JOSEPHINE : Bah je ne vois pas ce qu'il y aurait de mal à ça. Ça a l'air d'être quelqu'un de posé. Tu vois, je lui ai demandé pourquoi la banque et il m'a parlé de la relation avec les gens, d'essayer de trouver des solutions à leurs problèmes, de les accompagner dans leurs projets.

MAUDE : Du baratin de banquier, tout ça.

JOSEPHINE : Mais non, pas du tout ! Il avait vraiment l'air sincère ! Après, il a l'air un peu ambitieux quand même. Il a dit qu'il aimerait être responsable d'une agence un jour. Mais il a aussi dit que ce serait seulement si ça pouvait se faire sans faire du mal à qui que ce soit, sans faire des trucs malhonnêtes, ou sans rogner sur la qualité de son travail ou le bâcler.

MAUDE : Parce que bâcler son travail, ça aide à avoir des promotions ?

JOSEPHINE : Carrément ! Je ne sais pas dans ton domaine, mais moi, je m'en rends bien compte, depuis que j'ai commencé à travailler. Il y a plein de trucs sur lesquels je dois faire des dossiers un peu techniques.

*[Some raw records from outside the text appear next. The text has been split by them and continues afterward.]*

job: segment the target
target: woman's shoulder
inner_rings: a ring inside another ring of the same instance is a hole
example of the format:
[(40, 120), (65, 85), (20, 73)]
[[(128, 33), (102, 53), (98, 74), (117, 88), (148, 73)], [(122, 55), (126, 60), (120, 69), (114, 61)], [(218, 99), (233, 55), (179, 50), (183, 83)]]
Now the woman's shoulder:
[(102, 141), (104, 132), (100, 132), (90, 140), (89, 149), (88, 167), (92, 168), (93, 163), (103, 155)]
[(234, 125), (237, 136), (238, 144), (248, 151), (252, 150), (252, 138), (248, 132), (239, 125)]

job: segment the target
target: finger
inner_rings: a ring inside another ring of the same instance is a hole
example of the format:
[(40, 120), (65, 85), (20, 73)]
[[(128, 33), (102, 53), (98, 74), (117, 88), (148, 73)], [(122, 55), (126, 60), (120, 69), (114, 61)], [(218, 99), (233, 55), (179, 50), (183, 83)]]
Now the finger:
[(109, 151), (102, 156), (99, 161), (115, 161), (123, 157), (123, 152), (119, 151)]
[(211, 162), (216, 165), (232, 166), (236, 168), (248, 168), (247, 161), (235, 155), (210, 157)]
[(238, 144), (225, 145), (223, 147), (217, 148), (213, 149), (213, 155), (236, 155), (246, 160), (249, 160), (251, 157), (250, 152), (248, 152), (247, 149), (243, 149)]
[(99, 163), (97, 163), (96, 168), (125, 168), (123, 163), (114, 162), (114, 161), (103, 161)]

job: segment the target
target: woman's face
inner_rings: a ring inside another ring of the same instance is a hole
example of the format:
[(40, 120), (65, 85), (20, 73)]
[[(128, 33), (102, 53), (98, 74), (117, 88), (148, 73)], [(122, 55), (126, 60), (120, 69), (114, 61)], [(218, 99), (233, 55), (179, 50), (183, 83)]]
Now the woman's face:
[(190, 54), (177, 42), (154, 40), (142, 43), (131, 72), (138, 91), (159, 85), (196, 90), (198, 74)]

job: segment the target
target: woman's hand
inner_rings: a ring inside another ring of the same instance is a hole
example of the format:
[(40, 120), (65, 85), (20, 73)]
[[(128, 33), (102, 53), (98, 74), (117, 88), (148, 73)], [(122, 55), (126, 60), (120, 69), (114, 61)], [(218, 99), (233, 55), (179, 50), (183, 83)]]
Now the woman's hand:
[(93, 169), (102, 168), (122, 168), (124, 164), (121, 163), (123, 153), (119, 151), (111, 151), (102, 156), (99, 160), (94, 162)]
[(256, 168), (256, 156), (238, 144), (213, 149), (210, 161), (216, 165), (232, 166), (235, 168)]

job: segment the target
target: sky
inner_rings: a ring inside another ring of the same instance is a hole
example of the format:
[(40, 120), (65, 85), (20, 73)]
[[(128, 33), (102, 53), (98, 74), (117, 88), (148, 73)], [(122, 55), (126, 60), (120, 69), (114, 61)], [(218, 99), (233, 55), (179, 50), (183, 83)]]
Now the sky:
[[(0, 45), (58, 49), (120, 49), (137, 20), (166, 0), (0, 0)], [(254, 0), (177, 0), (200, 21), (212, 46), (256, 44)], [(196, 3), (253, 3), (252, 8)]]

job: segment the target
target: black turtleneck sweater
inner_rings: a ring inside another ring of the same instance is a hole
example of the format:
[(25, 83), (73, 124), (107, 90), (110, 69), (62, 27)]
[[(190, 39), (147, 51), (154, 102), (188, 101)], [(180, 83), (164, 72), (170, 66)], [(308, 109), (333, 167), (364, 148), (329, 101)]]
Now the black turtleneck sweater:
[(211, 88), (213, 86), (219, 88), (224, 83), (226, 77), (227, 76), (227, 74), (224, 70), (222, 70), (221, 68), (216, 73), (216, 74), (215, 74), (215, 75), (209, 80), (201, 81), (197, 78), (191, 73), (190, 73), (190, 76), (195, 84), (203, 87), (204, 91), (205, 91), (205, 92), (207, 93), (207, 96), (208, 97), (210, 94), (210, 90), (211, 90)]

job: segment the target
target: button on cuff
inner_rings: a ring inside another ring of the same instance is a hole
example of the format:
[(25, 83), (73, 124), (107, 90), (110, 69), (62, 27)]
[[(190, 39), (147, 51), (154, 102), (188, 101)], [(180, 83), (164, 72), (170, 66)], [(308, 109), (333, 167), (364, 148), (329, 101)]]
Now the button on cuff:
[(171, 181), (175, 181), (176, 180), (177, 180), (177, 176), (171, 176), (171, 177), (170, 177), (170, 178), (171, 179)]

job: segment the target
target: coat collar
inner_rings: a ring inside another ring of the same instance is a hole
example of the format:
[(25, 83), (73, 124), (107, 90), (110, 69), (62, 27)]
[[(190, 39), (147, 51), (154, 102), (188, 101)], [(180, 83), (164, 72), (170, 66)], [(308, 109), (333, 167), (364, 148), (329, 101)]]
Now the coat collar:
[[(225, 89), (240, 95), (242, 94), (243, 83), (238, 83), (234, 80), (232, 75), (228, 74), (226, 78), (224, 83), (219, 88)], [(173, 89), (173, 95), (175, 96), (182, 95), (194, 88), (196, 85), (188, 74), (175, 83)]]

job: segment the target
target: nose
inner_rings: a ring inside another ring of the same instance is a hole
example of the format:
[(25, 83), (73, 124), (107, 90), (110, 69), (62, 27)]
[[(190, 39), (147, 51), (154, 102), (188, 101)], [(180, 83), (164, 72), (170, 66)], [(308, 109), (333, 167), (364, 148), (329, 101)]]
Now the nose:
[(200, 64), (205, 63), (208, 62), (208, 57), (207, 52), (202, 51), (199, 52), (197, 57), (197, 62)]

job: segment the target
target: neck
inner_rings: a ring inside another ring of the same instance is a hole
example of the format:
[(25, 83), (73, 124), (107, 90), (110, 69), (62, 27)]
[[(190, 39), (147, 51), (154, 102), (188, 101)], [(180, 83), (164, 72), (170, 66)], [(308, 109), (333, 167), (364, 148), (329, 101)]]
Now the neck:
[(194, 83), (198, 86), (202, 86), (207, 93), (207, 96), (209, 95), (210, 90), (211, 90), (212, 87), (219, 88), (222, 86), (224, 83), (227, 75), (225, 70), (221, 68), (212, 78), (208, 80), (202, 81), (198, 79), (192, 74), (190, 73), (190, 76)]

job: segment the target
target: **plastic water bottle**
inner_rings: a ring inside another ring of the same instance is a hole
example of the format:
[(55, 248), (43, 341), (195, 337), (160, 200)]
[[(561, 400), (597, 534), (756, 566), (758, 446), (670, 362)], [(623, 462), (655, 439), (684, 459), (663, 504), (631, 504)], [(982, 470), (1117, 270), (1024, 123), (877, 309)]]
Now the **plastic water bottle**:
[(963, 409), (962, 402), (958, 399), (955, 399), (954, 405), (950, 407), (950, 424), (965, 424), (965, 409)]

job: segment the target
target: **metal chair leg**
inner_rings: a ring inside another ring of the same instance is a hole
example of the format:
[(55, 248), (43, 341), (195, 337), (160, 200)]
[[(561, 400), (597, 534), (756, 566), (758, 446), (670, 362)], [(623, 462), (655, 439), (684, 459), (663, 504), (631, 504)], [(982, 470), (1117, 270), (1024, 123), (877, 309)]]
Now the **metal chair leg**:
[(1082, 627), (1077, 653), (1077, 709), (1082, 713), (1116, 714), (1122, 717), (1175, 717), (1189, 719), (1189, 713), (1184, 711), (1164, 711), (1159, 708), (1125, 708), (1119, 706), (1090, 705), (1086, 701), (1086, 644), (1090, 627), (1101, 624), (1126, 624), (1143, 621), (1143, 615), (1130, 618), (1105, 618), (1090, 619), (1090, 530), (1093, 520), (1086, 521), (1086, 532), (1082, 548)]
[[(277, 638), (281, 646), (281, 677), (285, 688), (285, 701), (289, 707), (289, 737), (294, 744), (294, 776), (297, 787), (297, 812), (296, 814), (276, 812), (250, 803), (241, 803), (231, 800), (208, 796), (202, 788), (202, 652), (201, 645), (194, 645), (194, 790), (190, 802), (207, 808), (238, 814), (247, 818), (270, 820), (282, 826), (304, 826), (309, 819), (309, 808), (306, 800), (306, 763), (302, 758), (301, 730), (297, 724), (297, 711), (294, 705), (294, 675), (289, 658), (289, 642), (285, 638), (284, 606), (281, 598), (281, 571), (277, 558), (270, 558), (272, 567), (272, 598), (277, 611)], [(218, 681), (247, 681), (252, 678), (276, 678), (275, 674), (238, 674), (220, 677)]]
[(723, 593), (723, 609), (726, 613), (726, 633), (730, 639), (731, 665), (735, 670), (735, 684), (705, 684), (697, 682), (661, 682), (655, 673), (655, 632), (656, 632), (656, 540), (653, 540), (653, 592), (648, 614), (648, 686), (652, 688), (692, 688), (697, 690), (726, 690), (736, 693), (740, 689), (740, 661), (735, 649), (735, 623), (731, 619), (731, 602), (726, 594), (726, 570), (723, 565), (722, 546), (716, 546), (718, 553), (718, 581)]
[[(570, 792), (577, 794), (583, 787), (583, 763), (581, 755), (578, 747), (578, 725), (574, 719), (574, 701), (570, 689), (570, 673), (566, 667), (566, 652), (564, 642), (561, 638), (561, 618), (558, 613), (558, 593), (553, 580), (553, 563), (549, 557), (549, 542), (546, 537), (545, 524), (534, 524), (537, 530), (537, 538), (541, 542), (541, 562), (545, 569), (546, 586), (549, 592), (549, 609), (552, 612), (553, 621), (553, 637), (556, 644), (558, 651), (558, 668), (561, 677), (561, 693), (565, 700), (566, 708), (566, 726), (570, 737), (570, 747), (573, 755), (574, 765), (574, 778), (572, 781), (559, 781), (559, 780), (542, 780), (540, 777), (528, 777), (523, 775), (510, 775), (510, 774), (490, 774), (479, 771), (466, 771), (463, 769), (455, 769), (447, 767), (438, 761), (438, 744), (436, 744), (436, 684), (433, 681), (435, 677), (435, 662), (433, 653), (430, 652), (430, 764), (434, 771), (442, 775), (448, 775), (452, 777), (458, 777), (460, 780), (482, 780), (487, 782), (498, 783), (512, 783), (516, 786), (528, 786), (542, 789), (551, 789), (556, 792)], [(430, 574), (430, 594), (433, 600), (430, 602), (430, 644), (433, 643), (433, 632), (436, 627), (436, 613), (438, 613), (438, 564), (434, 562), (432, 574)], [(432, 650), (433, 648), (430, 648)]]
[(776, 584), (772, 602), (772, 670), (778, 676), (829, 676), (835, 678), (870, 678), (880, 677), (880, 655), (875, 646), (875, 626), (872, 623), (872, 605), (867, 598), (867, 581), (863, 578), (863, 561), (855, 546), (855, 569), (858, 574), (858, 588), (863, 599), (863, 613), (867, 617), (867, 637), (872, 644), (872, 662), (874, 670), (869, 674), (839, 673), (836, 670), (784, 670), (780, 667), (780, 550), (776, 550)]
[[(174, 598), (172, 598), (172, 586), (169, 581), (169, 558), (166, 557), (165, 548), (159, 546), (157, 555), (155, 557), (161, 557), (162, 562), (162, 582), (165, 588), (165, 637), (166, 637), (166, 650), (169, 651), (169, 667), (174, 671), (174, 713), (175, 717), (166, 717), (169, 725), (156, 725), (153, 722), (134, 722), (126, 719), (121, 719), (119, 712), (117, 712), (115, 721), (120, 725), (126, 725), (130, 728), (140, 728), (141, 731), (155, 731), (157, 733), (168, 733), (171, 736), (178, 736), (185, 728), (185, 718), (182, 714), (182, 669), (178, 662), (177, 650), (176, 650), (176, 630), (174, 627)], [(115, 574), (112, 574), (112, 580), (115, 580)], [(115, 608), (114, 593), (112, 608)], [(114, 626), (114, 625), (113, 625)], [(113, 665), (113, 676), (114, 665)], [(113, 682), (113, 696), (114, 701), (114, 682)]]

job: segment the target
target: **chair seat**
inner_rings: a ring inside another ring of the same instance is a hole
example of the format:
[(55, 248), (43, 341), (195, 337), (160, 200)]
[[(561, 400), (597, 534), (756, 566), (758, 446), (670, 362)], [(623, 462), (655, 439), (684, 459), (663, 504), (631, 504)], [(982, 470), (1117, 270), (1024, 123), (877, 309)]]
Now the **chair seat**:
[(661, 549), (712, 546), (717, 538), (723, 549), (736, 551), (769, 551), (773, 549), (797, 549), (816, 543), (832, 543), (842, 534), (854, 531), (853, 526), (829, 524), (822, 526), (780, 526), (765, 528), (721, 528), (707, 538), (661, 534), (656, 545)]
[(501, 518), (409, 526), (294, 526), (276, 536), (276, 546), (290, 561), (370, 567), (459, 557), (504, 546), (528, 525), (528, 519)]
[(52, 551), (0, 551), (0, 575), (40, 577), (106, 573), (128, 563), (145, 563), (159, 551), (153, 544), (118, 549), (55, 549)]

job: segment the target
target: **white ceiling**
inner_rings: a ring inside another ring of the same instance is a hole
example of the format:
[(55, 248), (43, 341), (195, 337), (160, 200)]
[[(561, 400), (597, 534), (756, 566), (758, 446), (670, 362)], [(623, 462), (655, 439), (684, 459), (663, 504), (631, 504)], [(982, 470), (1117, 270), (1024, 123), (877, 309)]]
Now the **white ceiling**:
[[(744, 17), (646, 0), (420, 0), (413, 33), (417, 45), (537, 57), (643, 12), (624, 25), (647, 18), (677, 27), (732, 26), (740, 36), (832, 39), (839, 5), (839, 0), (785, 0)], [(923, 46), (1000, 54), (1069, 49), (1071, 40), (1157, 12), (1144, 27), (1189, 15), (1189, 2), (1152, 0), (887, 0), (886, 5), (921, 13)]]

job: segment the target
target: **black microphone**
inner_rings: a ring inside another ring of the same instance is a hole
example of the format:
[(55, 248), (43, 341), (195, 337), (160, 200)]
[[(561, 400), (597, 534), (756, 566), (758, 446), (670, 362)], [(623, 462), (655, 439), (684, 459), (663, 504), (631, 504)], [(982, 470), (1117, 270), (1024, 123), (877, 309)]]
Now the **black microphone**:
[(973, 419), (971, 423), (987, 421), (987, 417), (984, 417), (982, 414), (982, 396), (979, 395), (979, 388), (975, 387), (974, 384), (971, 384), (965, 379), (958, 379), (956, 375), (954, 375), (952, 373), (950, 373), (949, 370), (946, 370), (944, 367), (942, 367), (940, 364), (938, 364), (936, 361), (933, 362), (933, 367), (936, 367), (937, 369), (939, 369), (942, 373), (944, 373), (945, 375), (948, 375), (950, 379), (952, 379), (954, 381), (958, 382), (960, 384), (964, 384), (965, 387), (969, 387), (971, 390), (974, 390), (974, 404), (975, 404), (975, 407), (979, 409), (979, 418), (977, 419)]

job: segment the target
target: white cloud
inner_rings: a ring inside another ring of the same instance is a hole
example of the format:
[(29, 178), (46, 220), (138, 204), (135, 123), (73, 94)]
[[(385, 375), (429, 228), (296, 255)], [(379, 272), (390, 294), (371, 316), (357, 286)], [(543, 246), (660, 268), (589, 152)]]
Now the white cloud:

La personne qui va lire le dossier au final, elle n'y connaît pas assez pour savoir si ce que je dis c'est vrai, si j'ai vérifié mes infos, si j'ai été suffisamment rigoureuse, si je n'ai pas négligé un point qui pourrait se révéler important. Et, s'il faut être honnête, cette personne, que j'aie été rigoureuse ou non, elle donnera la même somme à ma boîte. Par contre, si je bâcle un rapport, j'irais plus vite. Ils se rendront compte que je suis allée plus vite, mais personne ne se rendra compte que j'ai bâclé le rapport. Je serai allée plus vite, donc je pourrais prendre d'autres tâches, rapporter plus d'argent, et, dans les chiffres et les indicateurs que ma boîte va analyser, j'aurais l'air meilleure. Je suppose que pour des dossiers de prêts bancaires ou des trucs comme ça, il doit y avoir le même genre de phénomènes qui peuvent entrer en ligne de compte.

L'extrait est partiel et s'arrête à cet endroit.